Our knowledge on scribbly gum moths languished for around seventy years until another group of researchers at CSIRO picked up the case.

More recent discoveries

In 1999, Miss Julia Cooke, a student from Canberra, investigated the cause of the scribbles, as part of her entry in the BHP Science Prize. With the help of Dr Ted Edwards, she compared the scribbles on different species of eucalypts and came to the conclusion that they were different and suggested there might be more than one species of moth. However, nothing was known about the biology of the moth.

In 2005, CSIRO scientists, Dr Max Day and Dr Marianne Horak, and a group of interested helpers undertook a search for the moth larvae. They trapped two species of moth from the local Canberra scribbly gum Eucalyptus rossii and identified two distinct scribble tracks thus confirming that there is more than one species of moth that creates scribble patterns in trees.

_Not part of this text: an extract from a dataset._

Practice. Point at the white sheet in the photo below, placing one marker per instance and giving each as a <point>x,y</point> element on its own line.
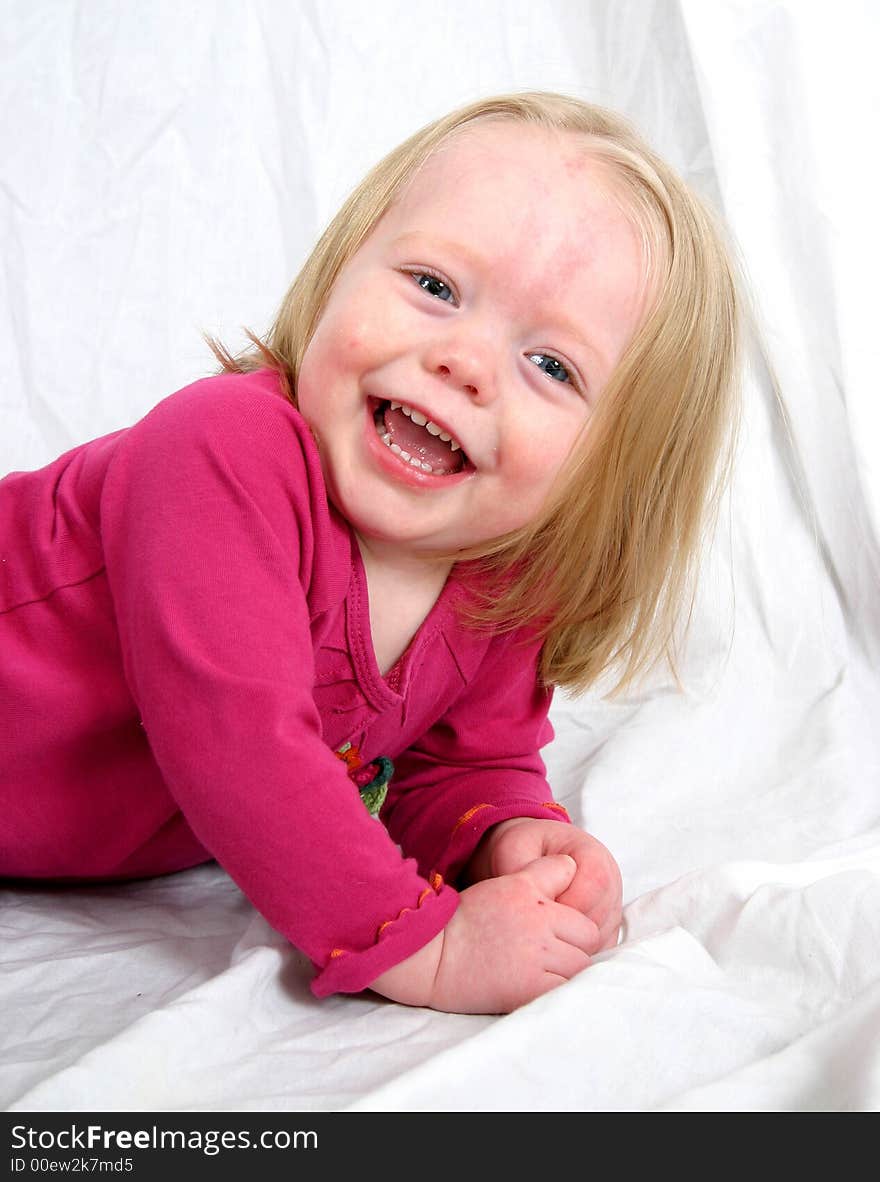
<point>164,168</point>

The discovery of larvae and pupae enabled the scientists to describe for the first time the life cycle of one species of scribbly gum moth. Eggs are laid in autumn (i.e. April and May) and the larvae develop in the bark through winter. The scribble patterns are caused when they feed on tissues just below the epidermal cells in the tree trunk.

In early summer, the larvae pupate at the base of the tree. The tiny adults that emerge in autumn are only a few millimetres long.

As described above, Dr Max Day, Dr Marianne Horak and Dr Ted Edwards teamed up with some other scientists and described several new moth species and the mechanism by which the ‘scribbles’ are made.